Hanni sepertinya sudah di-brainwash oleh orangtua angkatnya. Dia benar-benar sudah pasrah tubuhnya dicambuk. Aku menghela napas, mengingat kembali apa yang telah aku baca selama dua hari ini.
"Dari dokumen Qanun Nomor 6 Tahun 2014 tentang Hukum Jinayat, anak yang melakukan jarimah—dosa, terbebas dari cambuk tercantum pada Bab VI Jarimah dan Uqubat bagi Anak-anak. Pasal 66 tertulis; Apabila anak yang belum mencapai umur 18 tahun melakukan atau diduga melakukan Jarimah, maka terhadap Anak tersebut dilakukan pemeriksaan berpedoman kepada peraturan perundang-undangan mengenai peradilan pidana anak.

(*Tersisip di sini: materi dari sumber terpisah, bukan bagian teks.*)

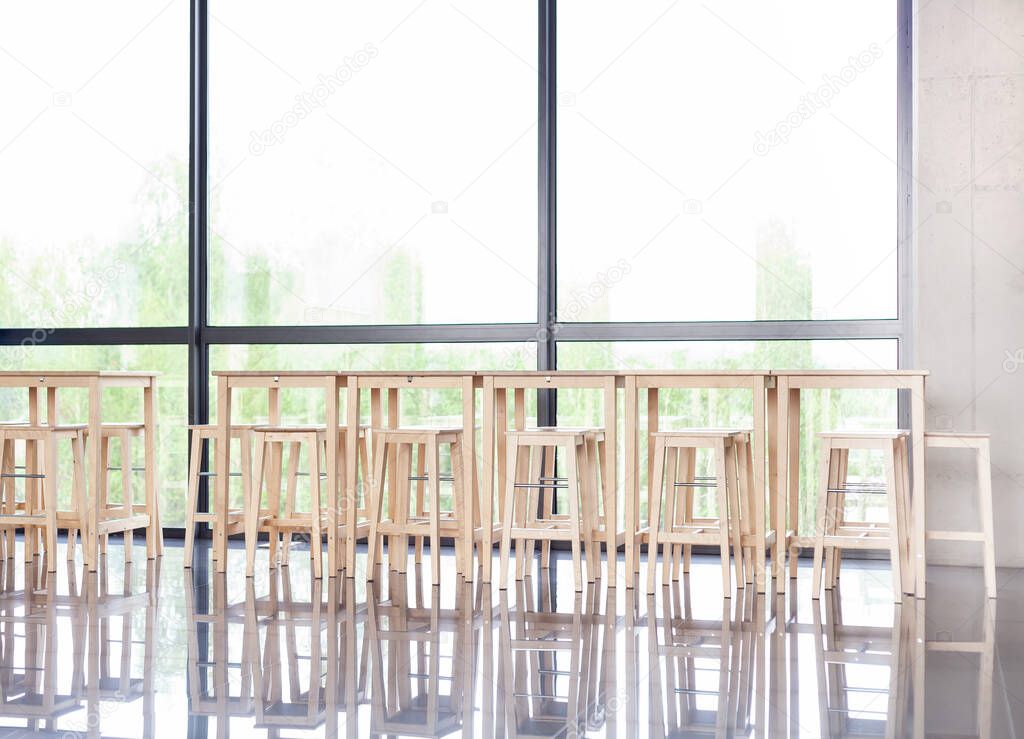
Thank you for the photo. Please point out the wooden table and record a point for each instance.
(496, 387)
(761, 386)
(327, 381)
(788, 383)
(391, 382)
(95, 382)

Selanjutnya pada Pasal 67 ayat 1; Apabila anak yang telah mencapai umur 12 tahun tetapi belum mencapai umur 18 tahun atau belum menikah melakukan Jarimah, maka terhadap anak tersebut dapat dikenakan Uqubat paling banyak 1/3 dari Uqubat yang telah ditentukan bagi orang dewasa dan atau dikembalikan kepada orangtuanya."
Hanni menatapku dengan kelopak mata yang besar. Aku tersenyum. "Kalau nggak percaya, cek google sekarang, Hanni. Kita masih umur 17, 'kan? Kita masih tergolong di bawah umur. Aku tahu ini sulit untuk kita yang beragama Islam, tapi kamu harus sadar bahwa kesalahan ini cukup jadi pelajaran buat kita. Lagipula, kita bukan warga Aceh. Kita warga Jakarta. Aku bisa menuntut Komnas HAM jika mereka masih bersikeras ingin menghukum kita."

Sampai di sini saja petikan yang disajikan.